Interrogé chez lui, dans son bureau capharnaüm, il dit ne s'être intéressé qu'à ce qui sortait de la norme, ne considérer que les anfractuosités et les excroissances du savoir. Mais pourquoi a-t-il choisi d'être bibliothécaire ? Parce qu'il faut bien s'emmerder, perdre sa vie à la gagner. De toutes façons on perd sa vie à la vivre, c'est une duperie. Comment tromper l'ennui ? Je m'ennuie en pataphysicien, l'ennui est la condition normale de l'homme.

Blavier contemple, amusé, une interview d'archives où Raymond Queneau dit son déplaisir à être interviewé. Il explique son intérêt pour l'écrivain français.

Un montage fait alterner un document ancien et des images contemporaines, au même endroit à Verviers, où l'on voit André Blavier, à près de trente ans d'intervalle, lire la traduction qu'il a faite en wallon d'Ubu d'Alfred Jarry. Pourquoi cette traduction ? Pour rendre Ubu accessible aux plus reculées peuplades. Et pour le très vif plaisir du langage aussi. Divers objets ubuesques et un tableau le représentant sont montrés. À la question du journaliste qui lui demande ce qu'il pense du titre de l'exposition qui lui est consacrée " Le don d'ubuquité ", Blavier répond: Je veux bien me cuiter. Il commente: L'expo m'emmerde, je n'aime pas qu'on me prenne pour un homme de lettres. Je ne m'en prends pas pour un. Je m'étonne de l'importance qu'on m'accorde dans certains milieux, j'ai seulement publié deux ou trois crevés bouquins. N'est-ce pas une exposition d'hommage ? C'est une exposition dommage, oui, elle me donne des ennuis.

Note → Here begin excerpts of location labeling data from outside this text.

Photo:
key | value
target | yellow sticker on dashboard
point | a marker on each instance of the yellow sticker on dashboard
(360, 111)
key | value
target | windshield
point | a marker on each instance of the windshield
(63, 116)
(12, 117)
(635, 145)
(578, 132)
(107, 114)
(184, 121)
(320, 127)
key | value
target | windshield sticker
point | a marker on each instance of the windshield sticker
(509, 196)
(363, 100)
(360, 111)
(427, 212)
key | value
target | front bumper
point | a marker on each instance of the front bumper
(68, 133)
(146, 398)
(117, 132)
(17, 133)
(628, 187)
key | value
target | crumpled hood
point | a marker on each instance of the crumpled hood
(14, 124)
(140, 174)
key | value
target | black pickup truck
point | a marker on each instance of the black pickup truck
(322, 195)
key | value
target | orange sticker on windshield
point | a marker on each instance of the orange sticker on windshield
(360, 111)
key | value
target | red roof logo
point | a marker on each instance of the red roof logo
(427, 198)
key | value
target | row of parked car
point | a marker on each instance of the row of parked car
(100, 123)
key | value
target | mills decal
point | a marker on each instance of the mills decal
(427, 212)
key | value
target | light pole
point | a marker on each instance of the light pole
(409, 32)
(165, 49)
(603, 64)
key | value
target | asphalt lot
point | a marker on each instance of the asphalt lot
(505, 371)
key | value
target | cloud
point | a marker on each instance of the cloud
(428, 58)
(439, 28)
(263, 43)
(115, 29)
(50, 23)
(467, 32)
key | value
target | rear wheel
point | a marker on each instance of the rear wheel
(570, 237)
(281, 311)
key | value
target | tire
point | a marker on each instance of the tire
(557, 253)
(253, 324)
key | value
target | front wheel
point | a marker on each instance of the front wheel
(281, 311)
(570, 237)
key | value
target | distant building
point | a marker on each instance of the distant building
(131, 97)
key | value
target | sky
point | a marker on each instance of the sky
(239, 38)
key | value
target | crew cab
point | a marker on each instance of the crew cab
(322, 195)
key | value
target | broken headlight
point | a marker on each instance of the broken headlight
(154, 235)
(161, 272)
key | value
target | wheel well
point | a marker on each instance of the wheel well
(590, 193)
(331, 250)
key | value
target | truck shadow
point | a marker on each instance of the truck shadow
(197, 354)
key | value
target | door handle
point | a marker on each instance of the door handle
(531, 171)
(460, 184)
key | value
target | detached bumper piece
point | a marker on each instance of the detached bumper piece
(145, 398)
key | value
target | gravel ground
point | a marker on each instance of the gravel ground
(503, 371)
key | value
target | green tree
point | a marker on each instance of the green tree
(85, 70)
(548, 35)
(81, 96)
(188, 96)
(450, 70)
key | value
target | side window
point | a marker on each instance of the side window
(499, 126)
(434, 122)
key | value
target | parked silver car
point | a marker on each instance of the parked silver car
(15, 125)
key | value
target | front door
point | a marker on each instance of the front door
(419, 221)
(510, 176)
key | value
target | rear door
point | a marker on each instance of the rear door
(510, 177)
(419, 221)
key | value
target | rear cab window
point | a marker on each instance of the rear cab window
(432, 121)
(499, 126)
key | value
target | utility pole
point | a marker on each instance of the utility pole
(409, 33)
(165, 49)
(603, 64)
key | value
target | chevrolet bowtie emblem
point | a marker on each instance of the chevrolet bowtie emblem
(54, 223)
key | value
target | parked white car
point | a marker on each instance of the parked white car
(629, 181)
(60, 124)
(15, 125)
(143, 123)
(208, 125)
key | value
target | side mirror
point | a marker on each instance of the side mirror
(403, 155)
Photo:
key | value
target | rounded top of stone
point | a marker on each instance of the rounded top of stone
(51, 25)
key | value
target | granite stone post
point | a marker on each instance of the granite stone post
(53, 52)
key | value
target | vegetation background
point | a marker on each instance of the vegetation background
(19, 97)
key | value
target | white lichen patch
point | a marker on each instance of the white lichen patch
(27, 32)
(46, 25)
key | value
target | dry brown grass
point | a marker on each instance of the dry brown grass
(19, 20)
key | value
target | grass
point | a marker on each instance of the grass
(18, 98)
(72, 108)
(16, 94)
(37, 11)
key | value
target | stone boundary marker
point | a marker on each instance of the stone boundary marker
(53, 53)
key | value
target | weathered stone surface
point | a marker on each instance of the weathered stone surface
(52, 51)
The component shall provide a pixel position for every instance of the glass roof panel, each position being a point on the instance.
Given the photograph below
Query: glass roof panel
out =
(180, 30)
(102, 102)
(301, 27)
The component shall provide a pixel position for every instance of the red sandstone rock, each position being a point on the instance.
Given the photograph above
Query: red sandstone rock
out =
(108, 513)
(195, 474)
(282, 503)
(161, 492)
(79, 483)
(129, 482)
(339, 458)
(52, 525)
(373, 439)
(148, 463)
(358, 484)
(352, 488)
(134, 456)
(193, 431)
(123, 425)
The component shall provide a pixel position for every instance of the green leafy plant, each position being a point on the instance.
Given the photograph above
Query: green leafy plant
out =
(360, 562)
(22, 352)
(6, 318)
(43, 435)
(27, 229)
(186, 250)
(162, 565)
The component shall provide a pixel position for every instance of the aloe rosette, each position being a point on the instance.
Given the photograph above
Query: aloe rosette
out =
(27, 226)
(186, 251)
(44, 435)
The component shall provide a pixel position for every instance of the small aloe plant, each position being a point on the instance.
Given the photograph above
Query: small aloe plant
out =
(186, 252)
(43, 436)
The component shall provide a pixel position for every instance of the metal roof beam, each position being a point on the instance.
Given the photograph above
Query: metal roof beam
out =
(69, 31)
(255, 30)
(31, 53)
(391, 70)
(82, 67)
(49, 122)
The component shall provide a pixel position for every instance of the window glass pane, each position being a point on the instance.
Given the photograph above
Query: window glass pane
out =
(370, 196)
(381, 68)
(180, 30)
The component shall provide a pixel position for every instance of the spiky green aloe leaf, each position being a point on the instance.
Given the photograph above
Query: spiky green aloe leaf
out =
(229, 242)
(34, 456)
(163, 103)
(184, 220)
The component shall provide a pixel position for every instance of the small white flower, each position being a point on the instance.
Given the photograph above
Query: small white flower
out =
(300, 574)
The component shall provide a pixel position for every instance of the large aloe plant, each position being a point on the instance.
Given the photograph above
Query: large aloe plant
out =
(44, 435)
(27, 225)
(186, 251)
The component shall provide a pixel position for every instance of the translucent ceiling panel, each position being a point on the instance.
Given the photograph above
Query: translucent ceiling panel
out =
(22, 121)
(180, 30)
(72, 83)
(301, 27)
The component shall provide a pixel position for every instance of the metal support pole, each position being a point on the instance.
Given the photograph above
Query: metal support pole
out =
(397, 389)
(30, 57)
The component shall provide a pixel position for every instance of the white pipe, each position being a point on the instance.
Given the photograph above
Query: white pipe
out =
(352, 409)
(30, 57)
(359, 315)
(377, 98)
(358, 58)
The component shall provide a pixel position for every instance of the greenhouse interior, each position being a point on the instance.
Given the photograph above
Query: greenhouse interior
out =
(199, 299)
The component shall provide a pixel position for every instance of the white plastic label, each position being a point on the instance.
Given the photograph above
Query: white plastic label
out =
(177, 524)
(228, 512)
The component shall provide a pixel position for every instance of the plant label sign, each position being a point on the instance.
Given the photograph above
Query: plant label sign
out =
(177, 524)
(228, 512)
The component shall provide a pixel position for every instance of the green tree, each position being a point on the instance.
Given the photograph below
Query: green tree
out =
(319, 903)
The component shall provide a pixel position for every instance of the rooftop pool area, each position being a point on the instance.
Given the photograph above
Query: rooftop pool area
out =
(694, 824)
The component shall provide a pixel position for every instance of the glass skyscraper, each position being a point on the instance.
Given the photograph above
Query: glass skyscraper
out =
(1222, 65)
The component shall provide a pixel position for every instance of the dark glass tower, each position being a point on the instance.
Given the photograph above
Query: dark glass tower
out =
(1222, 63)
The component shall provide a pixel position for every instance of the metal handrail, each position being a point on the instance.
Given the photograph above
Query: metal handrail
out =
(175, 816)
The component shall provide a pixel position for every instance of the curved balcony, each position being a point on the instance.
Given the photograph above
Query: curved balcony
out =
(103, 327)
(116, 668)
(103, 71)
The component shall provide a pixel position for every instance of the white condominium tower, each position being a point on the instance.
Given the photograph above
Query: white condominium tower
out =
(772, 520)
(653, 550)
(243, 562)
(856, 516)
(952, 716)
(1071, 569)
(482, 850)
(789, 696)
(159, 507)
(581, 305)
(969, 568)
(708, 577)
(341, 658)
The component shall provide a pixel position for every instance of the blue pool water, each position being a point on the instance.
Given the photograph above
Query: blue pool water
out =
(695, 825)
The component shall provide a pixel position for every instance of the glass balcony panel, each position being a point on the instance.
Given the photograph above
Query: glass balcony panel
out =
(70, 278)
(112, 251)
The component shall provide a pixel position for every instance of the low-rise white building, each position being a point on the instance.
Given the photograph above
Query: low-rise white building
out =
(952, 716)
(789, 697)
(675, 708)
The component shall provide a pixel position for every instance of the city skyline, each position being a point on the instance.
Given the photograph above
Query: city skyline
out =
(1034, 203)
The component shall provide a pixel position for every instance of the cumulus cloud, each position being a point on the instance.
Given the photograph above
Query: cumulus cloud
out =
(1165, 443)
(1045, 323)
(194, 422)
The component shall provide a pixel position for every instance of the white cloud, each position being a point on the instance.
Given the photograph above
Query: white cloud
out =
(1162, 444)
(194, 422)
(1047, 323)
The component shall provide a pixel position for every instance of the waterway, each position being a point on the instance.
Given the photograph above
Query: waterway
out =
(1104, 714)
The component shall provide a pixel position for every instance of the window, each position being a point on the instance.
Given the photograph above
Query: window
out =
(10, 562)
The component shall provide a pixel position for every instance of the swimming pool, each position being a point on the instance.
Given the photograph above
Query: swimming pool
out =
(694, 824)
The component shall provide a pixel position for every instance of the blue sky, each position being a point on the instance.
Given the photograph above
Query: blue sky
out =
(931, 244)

Blavier raconte une anecdote significative du peu de considération que la Ville de Verviers porte à son travail, parle aussi de la revue et de la maison d'édition " Temps mêlés ". À la question, " Quel était votre premier souci en tant qu'éditeur de revue et de collection ? ", il répond: Payer l'imprimeur. À nouveau, une alternance d'images anciennes et contemporaines le montre rentrant à la bibliothèque communale où il a travaillé. Dans une partie désaffectée de celle-ci, il répète son message pataphysicien: On croit échapper à l'ennui, par des filles aux jupes légères, par des jeux de mots, des calembours ou par des mots-croisés, mais l'ennui est fondamental, constitutif de la vie humaine.